To Razorbacks fans, “Scotty” is one name identifiable like Sidney, Corliss, Nolan and Eddie prefacing last names Moncrief, Williamson, Richardson and Sutton.

Scotty remained a legend upon his 2010 UA return in student development on former Arkansas Coach John Pelphrey’s staff, and then Mike Anderson’s staffs, including the last three years as an assistant coach.

So Arkansas Athletic Director Hunter Yurachek confirming, “Coach Musselman has come to an agreement that he’s going to give him (Thurman) his 90-day termination letter” isn’t easy for many in Arkansas to swallow, especially on a staff currently without Arkansas links.

Nevertheless, Yurachek could have worsened it.

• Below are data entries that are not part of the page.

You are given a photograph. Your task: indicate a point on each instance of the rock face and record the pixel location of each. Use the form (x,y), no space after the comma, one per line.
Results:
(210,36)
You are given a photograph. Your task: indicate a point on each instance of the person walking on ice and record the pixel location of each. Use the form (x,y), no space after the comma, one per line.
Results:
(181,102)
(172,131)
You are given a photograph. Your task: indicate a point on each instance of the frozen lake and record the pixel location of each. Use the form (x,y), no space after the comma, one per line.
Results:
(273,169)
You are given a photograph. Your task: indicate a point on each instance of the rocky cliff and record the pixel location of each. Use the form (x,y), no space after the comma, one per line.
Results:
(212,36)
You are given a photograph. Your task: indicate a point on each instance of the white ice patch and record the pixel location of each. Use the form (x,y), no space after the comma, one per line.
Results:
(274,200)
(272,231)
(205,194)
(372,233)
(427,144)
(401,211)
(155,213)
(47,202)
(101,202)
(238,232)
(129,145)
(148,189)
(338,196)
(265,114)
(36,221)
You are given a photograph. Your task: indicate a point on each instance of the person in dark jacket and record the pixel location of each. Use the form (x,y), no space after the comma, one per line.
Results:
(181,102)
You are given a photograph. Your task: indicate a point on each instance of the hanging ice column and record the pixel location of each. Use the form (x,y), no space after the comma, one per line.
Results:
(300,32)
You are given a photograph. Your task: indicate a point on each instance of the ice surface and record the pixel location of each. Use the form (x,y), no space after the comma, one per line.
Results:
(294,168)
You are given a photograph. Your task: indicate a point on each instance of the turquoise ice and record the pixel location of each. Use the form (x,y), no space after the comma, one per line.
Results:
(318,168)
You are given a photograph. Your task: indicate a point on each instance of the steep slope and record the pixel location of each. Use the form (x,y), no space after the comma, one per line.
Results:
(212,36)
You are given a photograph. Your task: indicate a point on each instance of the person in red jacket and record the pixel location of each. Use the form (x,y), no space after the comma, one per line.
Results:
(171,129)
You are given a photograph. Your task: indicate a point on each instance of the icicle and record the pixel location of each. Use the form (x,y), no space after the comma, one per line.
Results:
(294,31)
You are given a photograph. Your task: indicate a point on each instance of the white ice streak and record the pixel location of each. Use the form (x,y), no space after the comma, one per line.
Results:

He could have interceded on Thurman’s behalf. That could have turned today’s PR problem - potentially eased by time - into a storm raining throughout Musselman’s reign.

The latter portion of Frank Broyles’ mostly greater-than-outstanding 50 years serving Arkansas teaches that a head coach not free to have the staff he wants should advise his boss to go find a new head coach.

As Arkansas’ 1958-76 head football coach and 1973-2007 athletic director, Broyles mostly was the master of hiring coaches serving Arkansas well and finding comparable, or even better, jobs for those he thought time to move on, while keeping those he knew were vital.

Example: Upon hiring Sutton, Broyles convinced his new coach to retain Pat Foster from predecessor Lanny Van Eman’s staff.

An outstanding two-sport UA grad known throughout Arkansas as a great high school coach, Foster provided pivotal input while recruiting Moncrief, Ron Brewer, Marvin Delph and U.S. Reed, among others.

Upon turning the football reins from himself to Lou Holtz, Broyles convinced Holtz to retain Harold Horton, Jesse Branch and Ken Turner, all instrumental in Holtz’s 30-5-1 totaling his first three seasons.

Broyles and Ken Hatfield divergently viewing some on Hatfield’s football staff, the offensive philosophy Broyles imposed on Danny Ford’s final season and the chasm created by staff hirings thrust upon Houston Nutt wrought more discord than good.

So even with the world of respect this column space has for Scotty and its unchanged opinion that now St. John’s coach Anderson should not have been dismissed by Arkansas, Eric Musselman is Arkansas’ head basketball coach.

As long as he’s the coach, his staff must be his choosing. Even if it means deleting a legend off Arkansas’ coaching bench, though never deleted from its history.